Question

if 5.0 g of each reactant were used for the following process, the limiting reactant would be:
2KMnO4 + 5Hg2Cl2 + 16HCl»
10HgCl2 + 2MnCl2 + 2KCl + 8H2O
a) KMnO4
b) HCl
c) H2O
d) Hg2Cl2
​

Answer 1

If 5g of each reactant were used for the following process the limiting reactant would be ..

    2KMnO₄ + 5Hg₂Cl₂ + 16 HCl ⇒ 10 HgCl₂ + MnCl₂ + 2KCl + 8H₂O

solution : limiting reactant is the reactant which present insuficient in the reaction to proceed it further.

we should first find the number of moles of each reactant.

no of moles of KMnO₄ = given mass/mol wt of KMnO₄

                                     = 5/158 = 0.0316 mol

no of moles of Hg₂Cl₂ = given mass/mol wt of Hg₂Cl₂

                                     = 5/472 = 0.0106 mol

no of mole of HCl = given mass/mol wt of HCl

                             = 5/36.5= 0.137 mol

from chemical reaction, 2 moles of KMnO₄ reacts with 5 moles of Hg₂Cl₂ and 16 moles of HCl.

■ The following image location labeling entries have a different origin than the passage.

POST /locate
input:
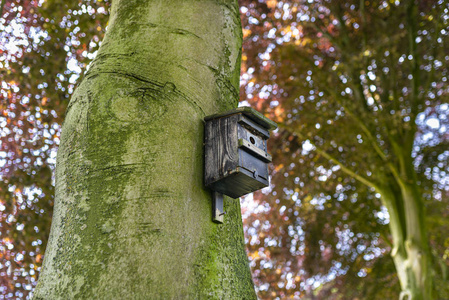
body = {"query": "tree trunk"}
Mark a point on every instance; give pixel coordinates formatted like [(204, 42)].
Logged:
[(410, 245), (132, 219)]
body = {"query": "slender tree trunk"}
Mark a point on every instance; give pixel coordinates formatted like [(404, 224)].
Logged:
[(132, 219), (410, 244)]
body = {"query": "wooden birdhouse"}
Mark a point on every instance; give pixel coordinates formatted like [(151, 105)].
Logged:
[(236, 157)]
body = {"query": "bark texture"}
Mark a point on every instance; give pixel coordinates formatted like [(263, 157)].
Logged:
[(132, 219)]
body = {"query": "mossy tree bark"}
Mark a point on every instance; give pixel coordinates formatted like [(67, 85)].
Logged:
[(132, 219)]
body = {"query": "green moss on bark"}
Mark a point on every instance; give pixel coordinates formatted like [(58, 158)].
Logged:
[(132, 219)]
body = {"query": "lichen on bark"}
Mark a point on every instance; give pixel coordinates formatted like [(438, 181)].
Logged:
[(132, 219)]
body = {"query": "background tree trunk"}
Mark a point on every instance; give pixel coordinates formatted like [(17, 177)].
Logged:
[(132, 219)]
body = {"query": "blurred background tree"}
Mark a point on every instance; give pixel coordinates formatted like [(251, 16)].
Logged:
[(44, 48), (352, 84)]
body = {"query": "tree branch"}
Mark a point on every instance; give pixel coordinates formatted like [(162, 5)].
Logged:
[(345, 169)]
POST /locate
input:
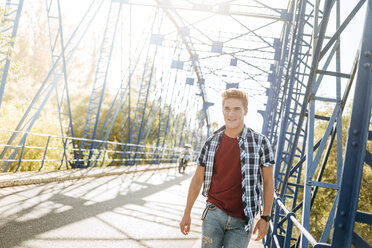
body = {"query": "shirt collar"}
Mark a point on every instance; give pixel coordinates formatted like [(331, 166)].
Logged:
[(242, 135)]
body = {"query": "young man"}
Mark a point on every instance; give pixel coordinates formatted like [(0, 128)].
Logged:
[(234, 166)]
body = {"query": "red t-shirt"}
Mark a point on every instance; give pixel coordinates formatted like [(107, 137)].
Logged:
[(226, 187)]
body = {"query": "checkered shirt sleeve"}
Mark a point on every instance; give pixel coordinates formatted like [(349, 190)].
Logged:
[(266, 153)]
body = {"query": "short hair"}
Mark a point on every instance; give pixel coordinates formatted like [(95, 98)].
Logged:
[(237, 94)]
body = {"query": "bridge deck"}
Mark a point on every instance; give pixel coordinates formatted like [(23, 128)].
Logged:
[(128, 210)]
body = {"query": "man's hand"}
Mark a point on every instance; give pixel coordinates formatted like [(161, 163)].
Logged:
[(262, 226), (185, 224)]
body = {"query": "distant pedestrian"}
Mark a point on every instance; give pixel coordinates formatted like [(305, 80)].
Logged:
[(234, 167)]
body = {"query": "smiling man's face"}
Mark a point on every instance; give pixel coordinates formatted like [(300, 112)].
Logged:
[(233, 113)]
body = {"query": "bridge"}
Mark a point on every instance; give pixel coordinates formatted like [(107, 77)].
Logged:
[(104, 94)]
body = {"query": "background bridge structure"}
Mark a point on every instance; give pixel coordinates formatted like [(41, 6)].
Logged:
[(126, 82)]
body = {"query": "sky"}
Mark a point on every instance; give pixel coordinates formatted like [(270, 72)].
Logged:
[(72, 10)]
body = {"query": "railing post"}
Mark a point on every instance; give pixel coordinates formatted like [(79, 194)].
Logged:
[(45, 151), (288, 233)]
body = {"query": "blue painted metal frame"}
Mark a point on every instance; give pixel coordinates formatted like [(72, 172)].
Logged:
[(99, 86), (49, 84), (57, 48), (356, 144)]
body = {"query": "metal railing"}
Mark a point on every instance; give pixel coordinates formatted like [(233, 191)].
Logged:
[(291, 219), (47, 152)]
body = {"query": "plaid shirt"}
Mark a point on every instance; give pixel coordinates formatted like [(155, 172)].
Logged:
[(255, 152)]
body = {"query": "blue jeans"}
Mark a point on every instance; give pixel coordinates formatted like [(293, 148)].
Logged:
[(222, 230)]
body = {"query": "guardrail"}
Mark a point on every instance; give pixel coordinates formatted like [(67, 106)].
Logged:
[(291, 219), (43, 152)]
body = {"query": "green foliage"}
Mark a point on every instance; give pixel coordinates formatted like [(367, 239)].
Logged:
[(325, 197)]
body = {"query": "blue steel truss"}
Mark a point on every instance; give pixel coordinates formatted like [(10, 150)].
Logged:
[(12, 15), (179, 68), (87, 148)]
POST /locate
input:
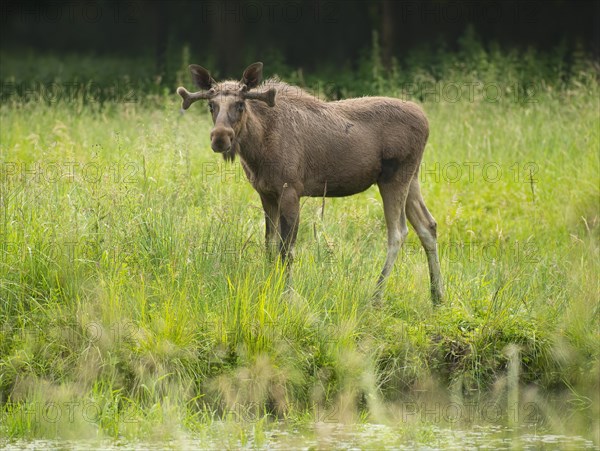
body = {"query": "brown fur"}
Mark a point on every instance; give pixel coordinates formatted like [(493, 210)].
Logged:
[(303, 146)]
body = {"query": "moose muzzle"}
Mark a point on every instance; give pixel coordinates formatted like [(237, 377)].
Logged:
[(221, 139)]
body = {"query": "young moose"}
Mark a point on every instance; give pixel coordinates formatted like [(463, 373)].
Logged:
[(302, 146)]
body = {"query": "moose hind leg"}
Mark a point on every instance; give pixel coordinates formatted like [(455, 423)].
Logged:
[(426, 228), (394, 195)]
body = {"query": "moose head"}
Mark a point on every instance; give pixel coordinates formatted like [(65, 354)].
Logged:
[(226, 102)]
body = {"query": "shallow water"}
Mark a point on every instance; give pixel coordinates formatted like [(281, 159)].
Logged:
[(328, 436)]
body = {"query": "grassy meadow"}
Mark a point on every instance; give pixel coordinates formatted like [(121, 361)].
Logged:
[(137, 302)]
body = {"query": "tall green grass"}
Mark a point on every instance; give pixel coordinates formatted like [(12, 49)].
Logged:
[(137, 300)]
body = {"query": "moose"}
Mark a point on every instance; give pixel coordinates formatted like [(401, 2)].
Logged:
[(293, 144)]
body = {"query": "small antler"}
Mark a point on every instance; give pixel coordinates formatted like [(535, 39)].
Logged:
[(191, 97), (265, 96)]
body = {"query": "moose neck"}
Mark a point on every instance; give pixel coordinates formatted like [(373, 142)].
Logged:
[(251, 137)]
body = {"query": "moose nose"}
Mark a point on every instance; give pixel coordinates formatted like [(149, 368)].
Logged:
[(221, 138)]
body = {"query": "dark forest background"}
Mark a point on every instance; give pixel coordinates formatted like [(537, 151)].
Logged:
[(305, 34)]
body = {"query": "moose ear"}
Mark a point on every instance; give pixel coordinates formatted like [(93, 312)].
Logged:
[(201, 77), (252, 75)]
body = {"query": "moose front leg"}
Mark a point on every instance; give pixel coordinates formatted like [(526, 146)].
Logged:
[(289, 217), (272, 237)]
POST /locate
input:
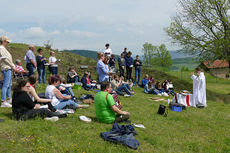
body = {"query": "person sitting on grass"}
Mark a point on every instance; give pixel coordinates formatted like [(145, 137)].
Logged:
[(19, 70), (59, 100), (66, 88), (85, 80), (72, 76), (168, 87), (159, 87), (105, 108), (145, 80), (150, 89), (24, 108), (118, 86)]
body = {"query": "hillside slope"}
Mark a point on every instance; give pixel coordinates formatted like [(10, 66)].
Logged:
[(71, 59)]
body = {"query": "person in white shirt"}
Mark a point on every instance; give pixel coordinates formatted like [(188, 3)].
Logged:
[(108, 51), (7, 66), (199, 88), (53, 63)]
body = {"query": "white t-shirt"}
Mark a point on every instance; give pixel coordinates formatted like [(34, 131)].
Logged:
[(53, 59), (50, 95), (108, 52)]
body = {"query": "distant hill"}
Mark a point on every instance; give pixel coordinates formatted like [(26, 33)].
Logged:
[(86, 53), (93, 54)]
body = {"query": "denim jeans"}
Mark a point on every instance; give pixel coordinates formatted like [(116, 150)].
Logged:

∴ 0.0316 mol of KMnO₄ reacts with 2.5 × 0.0316 = 0.079 moles of Hg₂Cl₂ [ but given only 0.0106 mol ]

∴ 0.0316 mol of KMnO₄ reacts with 8 × 0.0.316 = 0.2528 moles of HCl [ there is enough amount of HCl for the reaction. ]

therefore the limiting reactant is Hg₂Cl₂.